Blaine T. Bettinger has an advanced degree in biochemistry and works by day as an intellectual property attorney; by night, he’s become a genealogy educator and DNA specialist who writes for some noted genealogical publications. In The Family Tree Guide to DNA Testing and Genetic Genealogy (Family Tree Books, 2016), he takes a highly complex scientific subject and explains it in layman’s terms in a clear and comprehensive text that is interspersed with many illustrations and sidebars.
Before I picked up this book, my knowledge of DNA science was a disorderly jumble of centiMorgans, haploid groups, mitochondrial misconceptions and recombined confusion. After several hours of reading, my knowledge is a much more orderly jumble: much of the scientific jargon now makes sense to me, and I’m closer to understanding the process of assessing ethnicity estimates (still a very rough science), comparing chromosomes using FamilyTreeDNA.com’s amazing chromosome browser tool, using the highly sophisticated “matrix” and “cluster” tools, and filtering through thousands of second-to-fourth, and third-to-fifth cousins on MyHeritage’s or Ancestry’s DNA websites.
(Imagine degrees of cousinhood like stepping into a shallow lake; the gradient seems pleasantly manageable until you reach the level of second or third, cousins, after which it drops off perilously, making it much more difficult to make discoveries.)
The book gave me a solid grasp of the differences between autosomal, mitochondrial (mtDNA), Y-chromosomal (Y-DNA) and X-chromosomal (mitochondrial X-DNA) testing, their relative strengths and weaknesses, and how to devise a strategy for using each type of test. The Guide also debunks common misperceptions, discusses ethical quandaries, analyzes complex questions to help researchers break through genealogical brick walls, even addresses special challenges faced by adoptees.

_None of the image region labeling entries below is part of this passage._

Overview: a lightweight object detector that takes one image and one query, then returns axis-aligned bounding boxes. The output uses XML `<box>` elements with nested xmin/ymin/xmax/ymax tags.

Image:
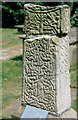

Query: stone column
<box><xmin>22</xmin><ymin>4</ymin><xmax>71</xmax><ymax>115</ymax></box>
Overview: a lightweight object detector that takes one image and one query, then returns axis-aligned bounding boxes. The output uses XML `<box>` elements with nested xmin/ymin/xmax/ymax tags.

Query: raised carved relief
<box><xmin>24</xmin><ymin>4</ymin><xmax>70</xmax><ymax>35</ymax></box>
<box><xmin>23</xmin><ymin>38</ymin><xmax>56</xmax><ymax>112</ymax></box>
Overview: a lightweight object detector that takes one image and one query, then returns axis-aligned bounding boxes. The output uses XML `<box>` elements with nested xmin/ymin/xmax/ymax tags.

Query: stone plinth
<box><xmin>22</xmin><ymin>4</ymin><xmax>71</xmax><ymax>115</ymax></box>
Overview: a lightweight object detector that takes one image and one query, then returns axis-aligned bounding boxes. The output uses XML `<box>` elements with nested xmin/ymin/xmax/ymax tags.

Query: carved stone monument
<box><xmin>22</xmin><ymin>4</ymin><xmax>71</xmax><ymax>115</ymax></box>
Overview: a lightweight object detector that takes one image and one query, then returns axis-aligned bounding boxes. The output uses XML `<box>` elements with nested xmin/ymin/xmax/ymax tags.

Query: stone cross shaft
<box><xmin>22</xmin><ymin>4</ymin><xmax>71</xmax><ymax>115</ymax></box>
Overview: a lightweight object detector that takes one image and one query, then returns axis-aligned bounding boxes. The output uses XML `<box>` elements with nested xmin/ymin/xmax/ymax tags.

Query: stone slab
<box><xmin>24</xmin><ymin>4</ymin><xmax>70</xmax><ymax>35</ymax></box>
<box><xmin>22</xmin><ymin>35</ymin><xmax>71</xmax><ymax>114</ymax></box>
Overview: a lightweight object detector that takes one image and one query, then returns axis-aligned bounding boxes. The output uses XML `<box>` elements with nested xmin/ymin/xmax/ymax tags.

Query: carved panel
<box><xmin>24</xmin><ymin>4</ymin><xmax>70</xmax><ymax>35</ymax></box>
<box><xmin>23</xmin><ymin>37</ymin><xmax>57</xmax><ymax>113</ymax></box>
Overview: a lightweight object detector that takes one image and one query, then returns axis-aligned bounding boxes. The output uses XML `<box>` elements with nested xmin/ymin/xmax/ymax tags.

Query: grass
<box><xmin>2</xmin><ymin>57</ymin><xmax>22</xmax><ymax>109</ymax></box>
<box><xmin>0</xmin><ymin>28</ymin><xmax>22</xmax><ymax>48</ymax></box>
<box><xmin>70</xmin><ymin>63</ymin><xmax>78</xmax><ymax>87</ymax></box>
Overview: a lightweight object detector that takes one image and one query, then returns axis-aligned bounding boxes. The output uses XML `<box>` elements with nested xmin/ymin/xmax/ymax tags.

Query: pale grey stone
<box><xmin>22</xmin><ymin>35</ymin><xmax>71</xmax><ymax>114</ymax></box>
<box><xmin>24</xmin><ymin>4</ymin><xmax>70</xmax><ymax>35</ymax></box>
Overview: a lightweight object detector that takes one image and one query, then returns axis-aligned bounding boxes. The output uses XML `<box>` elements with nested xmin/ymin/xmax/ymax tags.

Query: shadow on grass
<box><xmin>10</xmin><ymin>55</ymin><xmax>22</xmax><ymax>61</ymax></box>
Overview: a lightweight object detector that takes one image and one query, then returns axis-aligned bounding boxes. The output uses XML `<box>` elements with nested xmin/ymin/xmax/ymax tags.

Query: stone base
<box><xmin>46</xmin><ymin>108</ymin><xmax>77</xmax><ymax>120</ymax></box>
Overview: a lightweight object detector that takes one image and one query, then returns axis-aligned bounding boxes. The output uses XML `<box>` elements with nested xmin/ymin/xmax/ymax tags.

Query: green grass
<box><xmin>0</xmin><ymin>28</ymin><xmax>22</xmax><ymax>48</ymax></box>
<box><xmin>2</xmin><ymin>57</ymin><xmax>22</xmax><ymax>109</ymax></box>
<box><xmin>70</xmin><ymin>63</ymin><xmax>78</xmax><ymax>87</ymax></box>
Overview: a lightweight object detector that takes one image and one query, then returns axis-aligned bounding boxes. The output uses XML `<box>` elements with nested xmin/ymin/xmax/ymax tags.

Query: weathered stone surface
<box><xmin>24</xmin><ymin>4</ymin><xmax>70</xmax><ymax>35</ymax></box>
<box><xmin>22</xmin><ymin>35</ymin><xmax>71</xmax><ymax>114</ymax></box>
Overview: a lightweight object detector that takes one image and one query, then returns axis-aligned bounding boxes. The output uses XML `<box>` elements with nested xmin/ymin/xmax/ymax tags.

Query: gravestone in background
<box><xmin>22</xmin><ymin>4</ymin><xmax>71</xmax><ymax>115</ymax></box>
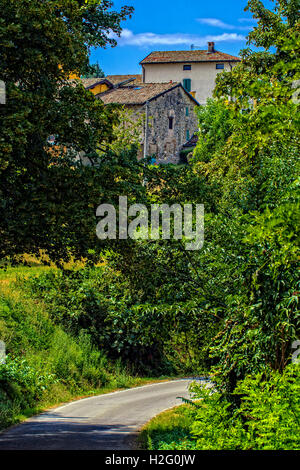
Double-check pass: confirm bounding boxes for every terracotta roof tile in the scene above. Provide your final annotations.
[140,50,241,64]
[105,75,142,85]
[97,82,183,105]
[80,77,112,88]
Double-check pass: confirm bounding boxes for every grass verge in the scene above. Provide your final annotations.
[137,404,195,450]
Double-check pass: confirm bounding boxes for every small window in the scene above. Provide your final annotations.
[183,78,192,92]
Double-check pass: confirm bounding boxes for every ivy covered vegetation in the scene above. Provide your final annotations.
[0,0,300,450]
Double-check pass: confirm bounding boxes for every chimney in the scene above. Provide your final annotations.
[207,42,215,52]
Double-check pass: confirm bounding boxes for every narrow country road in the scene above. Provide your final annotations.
[0,379,199,450]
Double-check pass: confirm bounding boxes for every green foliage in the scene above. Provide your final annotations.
[0,0,136,264]
[139,405,196,450]
[0,268,138,428]
[142,365,300,450]
[192,365,300,450]
[23,267,215,374]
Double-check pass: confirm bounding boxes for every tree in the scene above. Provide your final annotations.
[0,0,137,260]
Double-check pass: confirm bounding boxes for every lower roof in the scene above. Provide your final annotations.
[96,82,199,105]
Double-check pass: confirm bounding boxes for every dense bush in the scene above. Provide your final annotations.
[23,267,214,374]
[146,365,300,450]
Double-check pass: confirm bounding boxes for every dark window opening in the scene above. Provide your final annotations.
[183,78,192,91]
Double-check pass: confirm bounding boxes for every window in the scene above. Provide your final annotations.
[183,78,192,91]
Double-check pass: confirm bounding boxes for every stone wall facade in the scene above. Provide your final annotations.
[139,87,198,163]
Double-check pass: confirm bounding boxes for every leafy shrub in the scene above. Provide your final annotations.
[191,365,300,450]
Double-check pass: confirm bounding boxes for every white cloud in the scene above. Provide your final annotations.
[196,18,251,31]
[238,18,257,23]
[110,29,245,47]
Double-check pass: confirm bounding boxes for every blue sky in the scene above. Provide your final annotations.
[91,0,272,75]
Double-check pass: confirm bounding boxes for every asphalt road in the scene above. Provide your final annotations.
[0,379,197,450]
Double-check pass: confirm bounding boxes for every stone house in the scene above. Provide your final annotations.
[140,42,241,105]
[96,81,199,163]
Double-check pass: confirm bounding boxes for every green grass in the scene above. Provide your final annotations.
[138,404,195,450]
[0,263,172,429]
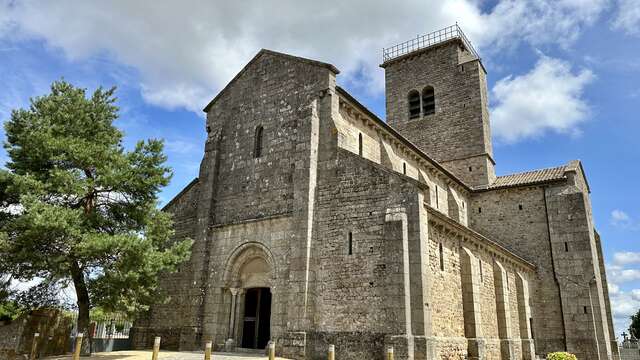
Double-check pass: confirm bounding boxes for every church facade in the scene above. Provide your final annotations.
[132,26,618,360]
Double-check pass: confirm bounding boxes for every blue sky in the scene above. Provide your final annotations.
[0,0,640,334]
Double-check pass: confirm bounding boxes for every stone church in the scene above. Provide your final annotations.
[132,25,618,360]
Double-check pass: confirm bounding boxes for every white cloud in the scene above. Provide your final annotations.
[609,283,640,337]
[492,55,594,143]
[0,0,608,111]
[613,251,640,265]
[606,264,640,284]
[611,209,640,230]
[613,0,640,35]
[609,283,620,296]
[611,209,630,222]
[164,139,201,155]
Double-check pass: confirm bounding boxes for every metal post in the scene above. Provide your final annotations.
[204,341,213,360]
[151,336,160,360]
[73,333,84,360]
[269,342,276,360]
[29,333,40,360]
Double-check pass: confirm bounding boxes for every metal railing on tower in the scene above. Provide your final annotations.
[382,24,480,63]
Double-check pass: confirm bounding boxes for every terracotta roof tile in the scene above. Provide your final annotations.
[489,166,567,189]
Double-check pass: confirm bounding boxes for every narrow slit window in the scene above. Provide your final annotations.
[422,86,436,116]
[529,318,536,339]
[253,125,263,159]
[408,90,420,119]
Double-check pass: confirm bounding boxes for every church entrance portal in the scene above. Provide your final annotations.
[242,288,271,349]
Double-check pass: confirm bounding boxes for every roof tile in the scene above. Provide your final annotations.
[489,166,567,189]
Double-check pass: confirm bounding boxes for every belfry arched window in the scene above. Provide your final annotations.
[253,125,263,159]
[422,86,436,116]
[407,90,420,119]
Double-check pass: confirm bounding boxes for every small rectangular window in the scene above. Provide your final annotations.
[349,231,353,255]
[438,243,444,271]
[529,318,536,339]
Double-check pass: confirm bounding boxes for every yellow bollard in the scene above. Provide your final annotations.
[269,342,276,360]
[151,336,160,360]
[29,333,40,360]
[73,333,84,360]
[204,341,213,360]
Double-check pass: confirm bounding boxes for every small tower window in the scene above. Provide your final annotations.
[253,125,263,159]
[408,90,420,119]
[422,86,436,116]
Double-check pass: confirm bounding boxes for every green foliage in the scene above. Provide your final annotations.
[629,310,640,339]
[0,81,191,326]
[0,301,24,322]
[90,306,131,322]
[547,352,577,360]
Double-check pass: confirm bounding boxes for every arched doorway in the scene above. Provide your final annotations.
[242,288,271,349]
[225,242,275,349]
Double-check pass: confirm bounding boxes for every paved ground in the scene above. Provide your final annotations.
[45,351,286,360]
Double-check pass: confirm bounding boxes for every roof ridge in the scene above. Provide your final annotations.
[497,165,567,178]
[202,48,340,112]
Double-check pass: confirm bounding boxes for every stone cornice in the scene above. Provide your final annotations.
[424,204,536,271]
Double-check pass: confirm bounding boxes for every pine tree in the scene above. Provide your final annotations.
[629,310,640,339]
[0,81,191,348]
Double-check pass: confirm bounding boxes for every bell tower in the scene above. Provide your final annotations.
[380,25,496,187]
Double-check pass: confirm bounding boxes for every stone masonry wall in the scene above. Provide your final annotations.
[310,150,422,359]
[383,40,495,186]
[469,187,564,354]
[334,97,468,224]
[132,179,204,349]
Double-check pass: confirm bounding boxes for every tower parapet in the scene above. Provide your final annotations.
[380,25,495,187]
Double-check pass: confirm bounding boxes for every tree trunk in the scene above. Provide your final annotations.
[71,260,93,355]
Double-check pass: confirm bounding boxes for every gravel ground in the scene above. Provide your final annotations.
[45,351,287,360]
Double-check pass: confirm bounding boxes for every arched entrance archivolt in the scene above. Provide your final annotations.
[223,242,276,349]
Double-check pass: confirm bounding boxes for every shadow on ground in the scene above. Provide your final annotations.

One of the book’s best qualities is that it doesn’t deal only with science in the abstract; it’s also a practical guide. Bettinger knows the marketplace and gets into the nitty-gritty of each of the major companies — Ancestry, 23andme, and FamilyTreeDNA — that do DNA testing on a large scale, and others like Gedmatch that offer third-party tools.
This book is not for entry-level dabblers but rather for researchers with a serious interest in the subject and ready to dive into their DNA results to advance their genealogical research.
I would also caution potential readers that many aspects of the subject will seem less mystifying but new complexities may arise. All told, we still know very little about this vast new scientific frontier. Looking at chromosomes is like looking at the stars: mysteries will always abound. ♦
The Family Tree Guide to DNA Testing and Genetic Genealogy, by Blaine T. Bettinger. Large (7”x 9”) softcover, 240 pages, many coloured charts and diagrams. Published by Family Tree Books, 2016.